何度も何度も、本当にくどいようだが、接触を拒みたくなるくらいに表面化した「拒否感」というのは、拒否される側が大騒ぎすればするほど大きくなる。深刻化する。相手が子供であれば、駄々を捏ねられても「仕方がないか」となるが、パートナーとなれば話が別だ。経験から言えば、駄々っ子になればなるほど相手の気持ちは冷めるばかり。そのことには、なるべく早く気付けた方が良い。
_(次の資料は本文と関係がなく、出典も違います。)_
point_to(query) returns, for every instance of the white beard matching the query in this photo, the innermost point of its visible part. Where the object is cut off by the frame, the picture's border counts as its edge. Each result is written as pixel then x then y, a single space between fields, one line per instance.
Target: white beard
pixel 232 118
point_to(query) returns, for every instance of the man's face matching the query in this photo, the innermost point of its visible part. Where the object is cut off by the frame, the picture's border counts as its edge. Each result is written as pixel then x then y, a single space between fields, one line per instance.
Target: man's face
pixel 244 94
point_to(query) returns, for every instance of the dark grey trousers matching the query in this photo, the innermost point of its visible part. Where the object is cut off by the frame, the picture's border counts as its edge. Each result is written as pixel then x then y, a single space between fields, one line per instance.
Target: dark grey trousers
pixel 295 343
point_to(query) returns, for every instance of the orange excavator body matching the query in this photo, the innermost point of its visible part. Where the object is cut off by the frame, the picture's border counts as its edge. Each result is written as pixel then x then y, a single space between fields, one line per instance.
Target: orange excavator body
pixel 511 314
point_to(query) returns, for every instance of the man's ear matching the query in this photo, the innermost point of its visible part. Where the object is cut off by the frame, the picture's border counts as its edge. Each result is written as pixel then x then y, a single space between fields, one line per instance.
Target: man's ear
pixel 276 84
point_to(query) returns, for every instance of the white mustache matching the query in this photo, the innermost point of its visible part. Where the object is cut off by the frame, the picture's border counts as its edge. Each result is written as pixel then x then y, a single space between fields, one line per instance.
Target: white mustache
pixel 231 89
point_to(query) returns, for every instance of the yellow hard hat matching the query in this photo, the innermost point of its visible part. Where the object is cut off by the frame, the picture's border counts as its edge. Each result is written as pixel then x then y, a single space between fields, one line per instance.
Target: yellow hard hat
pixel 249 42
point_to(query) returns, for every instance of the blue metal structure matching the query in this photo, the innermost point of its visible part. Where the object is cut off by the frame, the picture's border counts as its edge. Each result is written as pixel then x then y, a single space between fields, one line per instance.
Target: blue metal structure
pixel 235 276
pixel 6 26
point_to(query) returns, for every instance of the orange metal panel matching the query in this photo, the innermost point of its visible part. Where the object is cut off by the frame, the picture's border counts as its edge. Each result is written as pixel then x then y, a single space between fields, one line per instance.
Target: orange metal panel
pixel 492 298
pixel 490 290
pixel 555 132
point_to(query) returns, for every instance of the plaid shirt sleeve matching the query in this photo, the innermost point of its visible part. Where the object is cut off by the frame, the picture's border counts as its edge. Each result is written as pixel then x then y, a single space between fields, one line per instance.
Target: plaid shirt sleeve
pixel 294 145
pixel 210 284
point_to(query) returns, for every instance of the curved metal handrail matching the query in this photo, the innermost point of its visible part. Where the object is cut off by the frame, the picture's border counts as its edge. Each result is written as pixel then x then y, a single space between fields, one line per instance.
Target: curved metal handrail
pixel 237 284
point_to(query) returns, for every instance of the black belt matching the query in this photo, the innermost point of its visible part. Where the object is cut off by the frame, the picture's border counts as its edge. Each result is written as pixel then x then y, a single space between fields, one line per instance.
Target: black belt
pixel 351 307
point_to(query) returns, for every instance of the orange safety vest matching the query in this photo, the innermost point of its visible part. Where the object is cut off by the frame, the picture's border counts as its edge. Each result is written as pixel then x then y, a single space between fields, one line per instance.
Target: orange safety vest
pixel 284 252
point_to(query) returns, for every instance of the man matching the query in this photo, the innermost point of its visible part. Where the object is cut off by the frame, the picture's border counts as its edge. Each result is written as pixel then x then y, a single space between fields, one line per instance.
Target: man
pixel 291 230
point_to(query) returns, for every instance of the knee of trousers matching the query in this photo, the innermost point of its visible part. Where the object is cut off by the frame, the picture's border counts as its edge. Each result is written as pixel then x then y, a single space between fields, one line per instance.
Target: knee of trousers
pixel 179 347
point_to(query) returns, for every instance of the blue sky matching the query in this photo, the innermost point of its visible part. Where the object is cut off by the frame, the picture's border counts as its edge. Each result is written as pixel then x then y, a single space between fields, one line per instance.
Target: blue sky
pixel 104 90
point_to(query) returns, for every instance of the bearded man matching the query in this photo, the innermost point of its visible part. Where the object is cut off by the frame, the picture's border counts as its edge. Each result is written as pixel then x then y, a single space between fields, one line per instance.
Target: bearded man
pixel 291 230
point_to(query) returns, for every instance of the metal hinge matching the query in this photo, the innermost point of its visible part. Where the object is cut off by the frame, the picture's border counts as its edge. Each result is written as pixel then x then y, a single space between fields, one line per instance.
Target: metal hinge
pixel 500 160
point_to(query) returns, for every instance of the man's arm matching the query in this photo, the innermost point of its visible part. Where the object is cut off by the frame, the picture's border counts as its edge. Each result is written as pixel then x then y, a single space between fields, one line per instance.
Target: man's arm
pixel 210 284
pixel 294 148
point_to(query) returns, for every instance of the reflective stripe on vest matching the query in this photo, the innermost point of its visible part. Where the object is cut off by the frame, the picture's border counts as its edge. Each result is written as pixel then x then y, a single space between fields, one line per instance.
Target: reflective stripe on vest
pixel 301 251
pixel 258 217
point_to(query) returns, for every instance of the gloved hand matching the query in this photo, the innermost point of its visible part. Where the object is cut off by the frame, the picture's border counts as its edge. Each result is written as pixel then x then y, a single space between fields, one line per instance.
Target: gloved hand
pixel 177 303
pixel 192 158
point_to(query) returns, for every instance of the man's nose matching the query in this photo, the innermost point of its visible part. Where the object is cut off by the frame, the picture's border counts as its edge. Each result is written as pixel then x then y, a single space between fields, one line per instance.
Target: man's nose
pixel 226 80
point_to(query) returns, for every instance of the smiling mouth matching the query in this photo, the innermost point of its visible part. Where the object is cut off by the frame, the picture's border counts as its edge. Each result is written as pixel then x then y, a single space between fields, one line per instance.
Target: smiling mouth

一方で、そんな駄々っ子の言っていることを、「拒否しちゃう側」はまともに受けない方が良い。例えば「浮気しちゃうからね!」と言われたからと言って、「自分は性欲のはけ口なんだ」などと考える必要はない。そもそも本当に浮気をするつもりであれば、そんな宣言せずにこっそりしちゃうものだから。そんな宣言をわざわざするのは「浮気されたくなければ、要求通り行為をさせろ!」と言いたいだけだ。あんまり深刻に捉える必要はないと思うし、そこに真面目に反論しても火に油を注ぐだけだ。「え~、浮気は嫌だなぁ~」くらいで肩透かしを食らわすくらいが丁度いいのかもしれない。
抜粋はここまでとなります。